Mountain Dew, on the other hand, would seem to be an easier sell than a car. Dew’s Green Label Sound has been involved in similarly great releases recently, including both the Cool KidsWhen Fish Ride Bicycles and the first single off of WavvesKing of the Beach, “Post Acid”. I can imagine Nathan Williams pouring some Mountain Dew down after a bagful of Cheetos more easily than I can the members of Boris driving around in a Scion, so maybe this corporate crossover makes a little more sense, but it’s still a strange connection. The Cool Kids defended themselves against arguments that they’d sold out, arguing that “I don’t even drink soda, but if they asked me to drink a whole case, I would.” If they’re to be believed, Mountain Dew swooped down with a pot of money and let them do whatever they wanted with the record, just to get the cache of being associated with the hip rappers. If that’s the case, it would seem to be the best possible form of selling out, an ambivalent rather than malevolent one.

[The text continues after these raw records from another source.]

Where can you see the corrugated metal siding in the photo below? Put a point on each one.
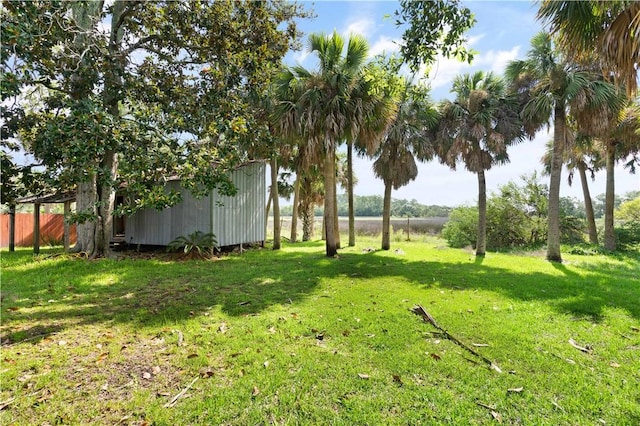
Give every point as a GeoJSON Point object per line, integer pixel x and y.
{"type": "Point", "coordinates": [234, 220]}
{"type": "Point", "coordinates": [241, 219]}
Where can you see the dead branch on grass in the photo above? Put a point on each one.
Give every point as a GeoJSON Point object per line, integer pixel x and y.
{"type": "Point", "coordinates": [426, 317]}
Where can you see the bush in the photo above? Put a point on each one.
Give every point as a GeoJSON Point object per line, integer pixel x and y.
{"type": "Point", "coordinates": [572, 230]}
{"type": "Point", "coordinates": [461, 229]}
{"type": "Point", "coordinates": [629, 210]}
{"type": "Point", "coordinates": [516, 217]}
{"type": "Point", "coordinates": [628, 235]}
{"type": "Point", "coordinates": [195, 243]}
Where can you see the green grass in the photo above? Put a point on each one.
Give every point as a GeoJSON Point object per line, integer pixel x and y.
{"type": "Point", "coordinates": [287, 337]}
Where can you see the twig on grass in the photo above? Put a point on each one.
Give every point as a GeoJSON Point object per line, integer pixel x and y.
{"type": "Point", "coordinates": [6, 403]}
{"type": "Point", "coordinates": [180, 394]}
{"type": "Point", "coordinates": [488, 407]}
{"type": "Point", "coordinates": [586, 349]}
{"type": "Point", "coordinates": [426, 316]}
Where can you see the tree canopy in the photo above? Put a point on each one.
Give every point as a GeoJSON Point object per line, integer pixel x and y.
{"type": "Point", "coordinates": [107, 93]}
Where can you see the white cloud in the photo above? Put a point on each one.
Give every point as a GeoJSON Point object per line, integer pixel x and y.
{"type": "Point", "coordinates": [498, 60]}
{"type": "Point", "coordinates": [385, 44]}
{"type": "Point", "coordinates": [362, 26]}
{"type": "Point", "coordinates": [300, 56]}
{"type": "Point", "coordinates": [444, 70]}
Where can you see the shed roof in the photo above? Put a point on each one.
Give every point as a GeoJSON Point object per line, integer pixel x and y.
{"type": "Point", "coordinates": [53, 198]}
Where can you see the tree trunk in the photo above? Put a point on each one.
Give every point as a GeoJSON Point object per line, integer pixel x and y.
{"type": "Point", "coordinates": [329, 200]}
{"type": "Point", "coordinates": [36, 228]}
{"type": "Point", "coordinates": [386, 216]}
{"type": "Point", "coordinates": [85, 15]}
{"type": "Point", "coordinates": [352, 220]}
{"type": "Point", "coordinates": [86, 200]}
{"type": "Point", "coordinates": [481, 242]}
{"type": "Point", "coordinates": [12, 227]}
{"type": "Point", "coordinates": [553, 217]}
{"type": "Point", "coordinates": [266, 213]}
{"type": "Point", "coordinates": [609, 235]}
{"type": "Point", "coordinates": [98, 195]}
{"type": "Point", "coordinates": [307, 222]}
{"type": "Point", "coordinates": [294, 213]}
{"type": "Point", "coordinates": [336, 218]}
{"type": "Point", "coordinates": [588, 205]}
{"type": "Point", "coordinates": [276, 203]}
{"type": "Point", "coordinates": [67, 226]}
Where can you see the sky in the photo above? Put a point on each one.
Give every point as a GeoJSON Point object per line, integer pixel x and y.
{"type": "Point", "coordinates": [502, 33]}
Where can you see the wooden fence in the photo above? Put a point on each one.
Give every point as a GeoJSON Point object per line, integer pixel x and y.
{"type": "Point", "coordinates": [51, 230]}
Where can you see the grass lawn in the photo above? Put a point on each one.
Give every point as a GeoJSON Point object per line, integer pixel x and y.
{"type": "Point", "coordinates": [292, 337]}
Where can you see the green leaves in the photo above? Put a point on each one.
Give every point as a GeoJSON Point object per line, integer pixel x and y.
{"type": "Point", "coordinates": [434, 27]}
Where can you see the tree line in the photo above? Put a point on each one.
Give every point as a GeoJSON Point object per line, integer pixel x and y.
{"type": "Point", "coordinates": [372, 206]}
{"type": "Point", "coordinates": [123, 95]}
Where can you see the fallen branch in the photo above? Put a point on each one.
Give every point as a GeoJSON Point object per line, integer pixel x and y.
{"type": "Point", "coordinates": [180, 394]}
{"type": "Point", "coordinates": [573, 343]}
{"type": "Point", "coordinates": [426, 316]}
{"type": "Point", "coordinates": [488, 407]}
{"type": "Point", "coordinates": [5, 404]}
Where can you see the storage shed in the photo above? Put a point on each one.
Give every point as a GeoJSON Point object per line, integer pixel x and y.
{"type": "Point", "coordinates": [234, 220]}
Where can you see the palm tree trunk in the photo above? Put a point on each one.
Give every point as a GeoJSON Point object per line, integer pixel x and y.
{"type": "Point", "coordinates": [609, 235]}
{"type": "Point", "coordinates": [266, 213]}
{"type": "Point", "coordinates": [352, 221]}
{"type": "Point", "coordinates": [294, 213]}
{"type": "Point", "coordinates": [276, 203]}
{"type": "Point", "coordinates": [481, 242]}
{"type": "Point", "coordinates": [329, 200]}
{"type": "Point", "coordinates": [553, 218]}
{"type": "Point", "coordinates": [588, 205]}
{"type": "Point", "coordinates": [336, 218]}
{"type": "Point", "coordinates": [386, 216]}
{"type": "Point", "coordinates": [307, 222]}
{"type": "Point", "coordinates": [12, 227]}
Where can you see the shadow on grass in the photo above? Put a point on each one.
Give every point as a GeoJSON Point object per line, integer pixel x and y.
{"type": "Point", "coordinates": [152, 292]}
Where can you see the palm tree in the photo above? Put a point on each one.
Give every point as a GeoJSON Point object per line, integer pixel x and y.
{"type": "Point", "coordinates": [550, 86]}
{"type": "Point", "coordinates": [583, 156]}
{"type": "Point", "coordinates": [616, 128]}
{"type": "Point", "coordinates": [477, 128]}
{"type": "Point", "coordinates": [406, 139]}
{"type": "Point", "coordinates": [378, 93]}
{"type": "Point", "coordinates": [325, 107]}
{"type": "Point", "coordinates": [597, 31]}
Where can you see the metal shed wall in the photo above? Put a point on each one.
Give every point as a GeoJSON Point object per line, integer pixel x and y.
{"type": "Point", "coordinates": [234, 220]}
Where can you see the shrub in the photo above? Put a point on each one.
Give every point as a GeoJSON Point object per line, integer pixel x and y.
{"type": "Point", "coordinates": [196, 242]}
{"type": "Point", "coordinates": [629, 210]}
{"type": "Point", "coordinates": [571, 230]}
{"type": "Point", "coordinates": [461, 229]}
{"type": "Point", "coordinates": [628, 235]}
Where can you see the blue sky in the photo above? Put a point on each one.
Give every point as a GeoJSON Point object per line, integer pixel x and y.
{"type": "Point", "coordinates": [502, 33]}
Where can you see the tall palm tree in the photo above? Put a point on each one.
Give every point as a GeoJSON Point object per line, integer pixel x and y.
{"type": "Point", "coordinates": [617, 129]}
{"type": "Point", "coordinates": [550, 86]}
{"type": "Point", "coordinates": [407, 138]}
{"type": "Point", "coordinates": [583, 156]}
{"type": "Point", "coordinates": [607, 32]}
{"type": "Point", "coordinates": [477, 128]}
{"type": "Point", "coordinates": [324, 108]}
{"type": "Point", "coordinates": [378, 93]}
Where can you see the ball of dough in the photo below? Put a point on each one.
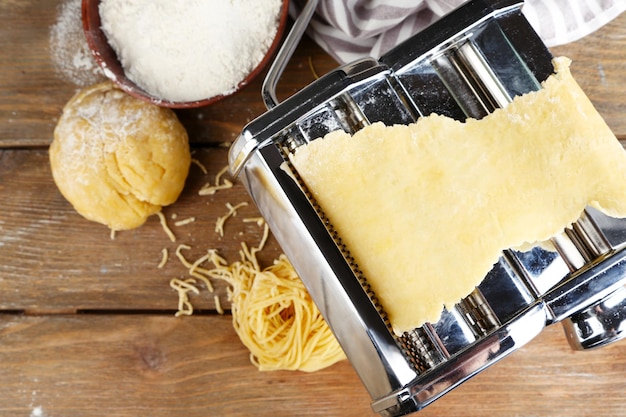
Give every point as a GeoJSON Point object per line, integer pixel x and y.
{"type": "Point", "coordinates": [118, 159]}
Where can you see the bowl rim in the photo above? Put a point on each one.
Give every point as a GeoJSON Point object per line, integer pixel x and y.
{"type": "Point", "coordinates": [109, 63]}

Nike got into the mix with their Nike+ Original Run series, mixtapes of sorts designed by musicians to go along with a nice run. Perhaps the most logical of the connections, the continuous music was designed to facilitate a practiced, routine workout. The Crystal Method‘s take, Drive: Nike+ Original Run, was a combination of new tracks, remixes, and samples of old songs pushed together into one fluid mix. The Aesop Rock mix, titled All Day, is an evolving, catapulting, 45-minute workout blast. While it’s surely part of Nike’s plan that these mixes will get you, somehow, to buy shoes, the idea of allowing musicians to create new music (especially with such a specific, interesting intention) for an ever-growing audience is an interesting development.

This sort of collaboration would seem to be toeing the line of selling out, whatever that may mean. Some artists may not want to be so easily associated with a product, but if King Khan received more listeners from this sort of deal without having to compromise any of his insane garage psych credentials, so be it. If people assume that Mountain Dew is a cool, fun drink because they love Wavves, then that’s on Williams and Co. to deal with. Either way, it would seem that musicians are getting money to fund projects in a world where that kind of funding just isn’t always there, and that’s at least a step in the right direction.